How Tallulah Became the Parish Seat

From the August 14, 1975 Centennial Edition Madison Journal
Minnie Murphy

 

Tallulah, born of love, nurtured by war, grew lustily. The rich plantations surrounding her paid tribute from their glorious fields of cotton and corn; people from afar came and drank of the Mississippi's waters, listened to the trill of the mocking bird, lingered and made their homes. The aspiring railroad which had brought into existence the little town of Delta at its starting point reached Monroe, th en rested thirty years in its westward trek, but it was, nevertheless, a life giving artery to the country and kept the terms along its line in touch with affairs beyond their borders.

 

Tallulah became a shipping point of importance and as she prospered, grew ambitious for political honors and sprouted a little seed of jealousy that Delta, upon the destruction of Richmond, should have been given the Parish Seat.

 

Delta was at the extreme eastern border of the parish; it was no longer an active town, created and killed by boomers and greedy politicians, and though the Louisiana Legislature had, by Act No. 69, of the year 1868, put the stamp of approval upon the removal of the Capitol thereto, Tallulah yet felt that hers was the logical site. Because of this unrest an election was called to take the sense of the voters. Delta, however, was not without pride and tenacity and did not give up without a struggle.

 


What was left of the old Delta courthouse, probably in the 1960’s

 

Many good and influential citizens who owned property there objected to the removal, and meetings were held, in­doors and out; doctors, lawyers, businessmen and laborers, white and black argued and harangued the question pro and con.

 

Election day came at last, a winter's day, in the year 1883, ever memorable for its piercing wind, its sleet and snow, as though the very elements were protesting against the destruction of the hopes of the little town.
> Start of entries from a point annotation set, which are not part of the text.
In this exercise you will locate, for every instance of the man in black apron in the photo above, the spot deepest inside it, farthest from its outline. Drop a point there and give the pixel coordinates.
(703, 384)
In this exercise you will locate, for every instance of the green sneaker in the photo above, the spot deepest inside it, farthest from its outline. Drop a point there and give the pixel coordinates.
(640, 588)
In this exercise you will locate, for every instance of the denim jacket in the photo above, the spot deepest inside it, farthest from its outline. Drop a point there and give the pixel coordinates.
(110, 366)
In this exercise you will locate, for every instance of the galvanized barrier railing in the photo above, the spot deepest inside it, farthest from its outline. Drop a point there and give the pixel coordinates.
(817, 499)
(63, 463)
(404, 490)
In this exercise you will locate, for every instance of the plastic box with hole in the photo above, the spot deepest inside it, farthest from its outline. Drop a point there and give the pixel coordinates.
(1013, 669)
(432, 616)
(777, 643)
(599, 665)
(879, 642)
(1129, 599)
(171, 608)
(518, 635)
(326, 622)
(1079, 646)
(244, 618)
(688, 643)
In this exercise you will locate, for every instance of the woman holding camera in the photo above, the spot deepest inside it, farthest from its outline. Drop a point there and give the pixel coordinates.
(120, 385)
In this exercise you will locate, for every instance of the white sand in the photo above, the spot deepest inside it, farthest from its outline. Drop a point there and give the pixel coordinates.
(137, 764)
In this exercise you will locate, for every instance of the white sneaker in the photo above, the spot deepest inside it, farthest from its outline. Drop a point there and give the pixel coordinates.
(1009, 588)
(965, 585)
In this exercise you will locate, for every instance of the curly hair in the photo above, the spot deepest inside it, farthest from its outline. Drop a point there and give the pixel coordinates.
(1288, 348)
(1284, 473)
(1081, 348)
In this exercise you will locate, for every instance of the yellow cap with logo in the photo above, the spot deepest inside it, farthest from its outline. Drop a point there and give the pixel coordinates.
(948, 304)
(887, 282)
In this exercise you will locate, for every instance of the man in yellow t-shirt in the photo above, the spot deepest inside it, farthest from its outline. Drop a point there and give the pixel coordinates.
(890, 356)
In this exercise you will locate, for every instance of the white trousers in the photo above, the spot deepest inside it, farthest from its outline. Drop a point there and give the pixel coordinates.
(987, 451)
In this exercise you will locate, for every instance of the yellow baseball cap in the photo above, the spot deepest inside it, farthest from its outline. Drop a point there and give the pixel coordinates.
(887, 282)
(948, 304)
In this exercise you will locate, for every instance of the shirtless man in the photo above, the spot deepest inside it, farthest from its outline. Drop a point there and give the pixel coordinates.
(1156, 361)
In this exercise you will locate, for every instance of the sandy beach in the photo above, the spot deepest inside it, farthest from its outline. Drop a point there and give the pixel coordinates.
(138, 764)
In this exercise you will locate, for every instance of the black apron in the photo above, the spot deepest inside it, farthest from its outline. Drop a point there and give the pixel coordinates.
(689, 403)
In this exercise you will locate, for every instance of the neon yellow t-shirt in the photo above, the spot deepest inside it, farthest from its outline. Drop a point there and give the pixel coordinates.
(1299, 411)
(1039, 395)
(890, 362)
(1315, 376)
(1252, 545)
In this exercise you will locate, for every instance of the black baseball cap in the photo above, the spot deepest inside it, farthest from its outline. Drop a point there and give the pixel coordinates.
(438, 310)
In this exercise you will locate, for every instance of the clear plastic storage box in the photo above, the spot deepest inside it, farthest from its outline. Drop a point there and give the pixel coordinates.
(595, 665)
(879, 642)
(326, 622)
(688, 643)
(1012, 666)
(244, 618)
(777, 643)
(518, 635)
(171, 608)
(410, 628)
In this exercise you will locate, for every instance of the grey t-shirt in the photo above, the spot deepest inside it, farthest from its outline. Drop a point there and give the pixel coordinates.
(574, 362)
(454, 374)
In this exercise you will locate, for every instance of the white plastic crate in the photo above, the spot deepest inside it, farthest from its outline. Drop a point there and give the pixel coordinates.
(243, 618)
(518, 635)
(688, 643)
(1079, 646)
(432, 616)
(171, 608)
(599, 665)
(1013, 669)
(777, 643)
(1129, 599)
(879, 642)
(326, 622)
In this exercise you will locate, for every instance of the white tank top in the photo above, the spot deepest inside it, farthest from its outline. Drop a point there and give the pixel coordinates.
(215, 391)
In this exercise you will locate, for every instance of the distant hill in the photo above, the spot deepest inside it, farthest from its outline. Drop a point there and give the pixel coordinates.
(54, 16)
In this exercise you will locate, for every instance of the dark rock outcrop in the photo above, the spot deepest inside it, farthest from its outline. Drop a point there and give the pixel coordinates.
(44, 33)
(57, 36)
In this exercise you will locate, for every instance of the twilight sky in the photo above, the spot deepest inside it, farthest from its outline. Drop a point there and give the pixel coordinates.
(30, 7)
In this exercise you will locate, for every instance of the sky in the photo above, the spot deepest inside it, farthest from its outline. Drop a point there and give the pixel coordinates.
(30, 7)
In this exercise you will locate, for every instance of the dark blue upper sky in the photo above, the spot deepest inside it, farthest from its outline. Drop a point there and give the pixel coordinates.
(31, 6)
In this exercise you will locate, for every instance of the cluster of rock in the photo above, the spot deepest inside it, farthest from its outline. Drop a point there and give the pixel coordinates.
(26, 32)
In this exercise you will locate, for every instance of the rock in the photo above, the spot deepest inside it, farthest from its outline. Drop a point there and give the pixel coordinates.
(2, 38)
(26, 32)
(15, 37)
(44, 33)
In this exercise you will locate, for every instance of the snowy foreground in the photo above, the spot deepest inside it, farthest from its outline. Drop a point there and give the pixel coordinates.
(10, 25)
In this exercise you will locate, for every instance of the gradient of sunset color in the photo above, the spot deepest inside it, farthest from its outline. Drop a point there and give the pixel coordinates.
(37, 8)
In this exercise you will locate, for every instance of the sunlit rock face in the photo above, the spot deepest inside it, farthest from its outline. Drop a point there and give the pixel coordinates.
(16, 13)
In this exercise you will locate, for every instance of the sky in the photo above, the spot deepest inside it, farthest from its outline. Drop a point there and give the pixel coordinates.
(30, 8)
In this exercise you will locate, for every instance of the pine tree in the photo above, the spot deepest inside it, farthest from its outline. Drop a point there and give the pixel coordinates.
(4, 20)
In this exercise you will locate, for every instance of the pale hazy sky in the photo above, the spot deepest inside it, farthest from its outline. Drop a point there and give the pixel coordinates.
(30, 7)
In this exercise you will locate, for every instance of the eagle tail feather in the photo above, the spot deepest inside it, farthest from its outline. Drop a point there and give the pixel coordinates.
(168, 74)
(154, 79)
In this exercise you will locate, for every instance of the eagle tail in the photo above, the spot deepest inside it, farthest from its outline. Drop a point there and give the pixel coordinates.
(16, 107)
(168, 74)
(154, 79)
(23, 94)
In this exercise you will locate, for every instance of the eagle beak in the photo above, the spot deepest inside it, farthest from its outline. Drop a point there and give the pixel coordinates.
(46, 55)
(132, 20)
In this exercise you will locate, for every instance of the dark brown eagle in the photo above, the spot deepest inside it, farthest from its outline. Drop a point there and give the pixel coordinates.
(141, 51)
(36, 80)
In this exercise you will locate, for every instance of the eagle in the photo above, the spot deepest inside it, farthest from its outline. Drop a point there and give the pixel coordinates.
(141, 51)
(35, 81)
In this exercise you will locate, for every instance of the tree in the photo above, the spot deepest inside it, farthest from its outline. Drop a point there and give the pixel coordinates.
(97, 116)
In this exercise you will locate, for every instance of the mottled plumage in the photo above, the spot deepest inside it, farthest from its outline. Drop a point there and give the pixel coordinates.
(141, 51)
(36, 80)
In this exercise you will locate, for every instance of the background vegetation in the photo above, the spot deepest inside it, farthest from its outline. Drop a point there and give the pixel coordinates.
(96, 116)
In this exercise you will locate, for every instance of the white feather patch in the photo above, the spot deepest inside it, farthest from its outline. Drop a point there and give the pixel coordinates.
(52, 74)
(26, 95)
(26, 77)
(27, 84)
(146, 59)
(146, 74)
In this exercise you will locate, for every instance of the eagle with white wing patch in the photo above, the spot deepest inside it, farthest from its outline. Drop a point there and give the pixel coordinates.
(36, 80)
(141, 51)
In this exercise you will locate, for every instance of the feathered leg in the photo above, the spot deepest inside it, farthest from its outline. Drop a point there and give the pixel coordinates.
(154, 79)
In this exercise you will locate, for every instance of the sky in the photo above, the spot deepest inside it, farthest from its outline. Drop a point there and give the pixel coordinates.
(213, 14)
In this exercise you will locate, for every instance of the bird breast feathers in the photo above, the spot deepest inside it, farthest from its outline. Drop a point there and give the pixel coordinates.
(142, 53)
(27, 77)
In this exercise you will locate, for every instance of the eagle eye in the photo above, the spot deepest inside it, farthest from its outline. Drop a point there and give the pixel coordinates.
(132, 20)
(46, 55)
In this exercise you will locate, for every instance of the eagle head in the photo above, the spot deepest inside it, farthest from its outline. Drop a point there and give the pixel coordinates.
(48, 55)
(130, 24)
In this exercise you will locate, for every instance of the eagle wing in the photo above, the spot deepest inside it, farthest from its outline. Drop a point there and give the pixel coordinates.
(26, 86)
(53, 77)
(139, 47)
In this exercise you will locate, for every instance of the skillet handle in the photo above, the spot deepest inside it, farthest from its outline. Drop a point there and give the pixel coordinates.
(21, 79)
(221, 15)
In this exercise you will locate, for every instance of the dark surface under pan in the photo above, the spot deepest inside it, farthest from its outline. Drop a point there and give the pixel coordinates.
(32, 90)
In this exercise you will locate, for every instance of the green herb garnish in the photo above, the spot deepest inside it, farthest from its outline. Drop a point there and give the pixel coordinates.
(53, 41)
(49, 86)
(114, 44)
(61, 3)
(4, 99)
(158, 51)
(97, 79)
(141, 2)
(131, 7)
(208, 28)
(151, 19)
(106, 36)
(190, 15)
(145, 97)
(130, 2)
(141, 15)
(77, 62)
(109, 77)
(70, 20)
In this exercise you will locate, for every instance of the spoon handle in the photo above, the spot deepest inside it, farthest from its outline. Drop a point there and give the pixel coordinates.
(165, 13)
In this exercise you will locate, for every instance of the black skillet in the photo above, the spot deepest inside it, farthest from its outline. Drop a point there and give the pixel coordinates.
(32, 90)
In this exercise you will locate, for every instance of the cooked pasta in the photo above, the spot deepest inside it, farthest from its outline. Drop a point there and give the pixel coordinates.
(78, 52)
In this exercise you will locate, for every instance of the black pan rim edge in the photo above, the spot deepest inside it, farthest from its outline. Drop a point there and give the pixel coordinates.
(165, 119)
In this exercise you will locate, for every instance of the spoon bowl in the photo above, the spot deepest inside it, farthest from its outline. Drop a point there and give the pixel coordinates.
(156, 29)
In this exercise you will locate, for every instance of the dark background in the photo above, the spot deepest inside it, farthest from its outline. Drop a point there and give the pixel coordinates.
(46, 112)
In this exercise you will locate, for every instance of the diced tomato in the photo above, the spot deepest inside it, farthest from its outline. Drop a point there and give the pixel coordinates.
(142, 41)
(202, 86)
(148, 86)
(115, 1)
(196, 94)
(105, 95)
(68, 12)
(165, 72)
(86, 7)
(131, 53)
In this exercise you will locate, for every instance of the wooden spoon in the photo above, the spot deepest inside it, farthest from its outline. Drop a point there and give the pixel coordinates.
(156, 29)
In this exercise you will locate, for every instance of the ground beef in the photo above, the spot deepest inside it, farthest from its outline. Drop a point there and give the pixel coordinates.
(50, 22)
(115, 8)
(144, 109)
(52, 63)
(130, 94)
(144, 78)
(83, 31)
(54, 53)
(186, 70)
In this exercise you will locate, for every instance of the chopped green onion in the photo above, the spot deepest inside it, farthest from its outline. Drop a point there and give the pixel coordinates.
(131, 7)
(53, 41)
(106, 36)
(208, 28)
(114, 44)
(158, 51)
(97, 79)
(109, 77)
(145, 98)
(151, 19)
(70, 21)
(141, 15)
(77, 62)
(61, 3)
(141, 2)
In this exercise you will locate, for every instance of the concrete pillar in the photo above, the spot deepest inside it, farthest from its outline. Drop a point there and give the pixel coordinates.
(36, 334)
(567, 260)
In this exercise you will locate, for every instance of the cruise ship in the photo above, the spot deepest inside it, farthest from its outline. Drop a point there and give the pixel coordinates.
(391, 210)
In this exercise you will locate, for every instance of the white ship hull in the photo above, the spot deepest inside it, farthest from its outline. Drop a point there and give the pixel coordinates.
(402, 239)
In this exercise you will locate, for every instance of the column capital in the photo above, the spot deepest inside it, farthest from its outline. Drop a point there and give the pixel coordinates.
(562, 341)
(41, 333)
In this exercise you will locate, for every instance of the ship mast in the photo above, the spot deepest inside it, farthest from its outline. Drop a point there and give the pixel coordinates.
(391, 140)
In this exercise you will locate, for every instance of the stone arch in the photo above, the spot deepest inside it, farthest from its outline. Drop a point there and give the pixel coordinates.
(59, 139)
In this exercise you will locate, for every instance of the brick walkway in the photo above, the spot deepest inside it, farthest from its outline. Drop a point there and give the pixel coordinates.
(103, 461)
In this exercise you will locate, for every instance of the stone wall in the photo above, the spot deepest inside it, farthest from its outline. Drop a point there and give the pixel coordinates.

The result of the election showed a large majority in favor of the move; Delta was beaten at the polls, but she did not intend to say beaten.

 

Able lawyers were among her partisans and it was feared they might enjoin through the courts the removal of the public records, but energetic citizens, on the other side of the question had anticipated and prepared for just such an action.

 


Henry Bry Holmes, then Sheriff of Madison Parish, and husband of Kate Stone of Brokenburn, masterminded the removal of court records from Delta to Tallulah

 

An empty freight car was shunted on the railroad siding nearest the court house that afternoon, and by shaded lanterns, in the middle of that wild night, the public records, books and papers, were hurriedly, but quietly loaded into the car, and when the good citizens of Delta awoke next morning, they found themselves no longer in the parish capitol.

 

The paraphernalia of local government was now in Tallulah, the new home, and she all unprepared for her suddenly acquired honor, was forced to house the dignity of the Court rather humbly in empty stores and back bedrooms, unto 1887, when the present spacious and hand­some Court House was erected, and Tallulah became a real Parish Site, in ap­pearance, as well as in name.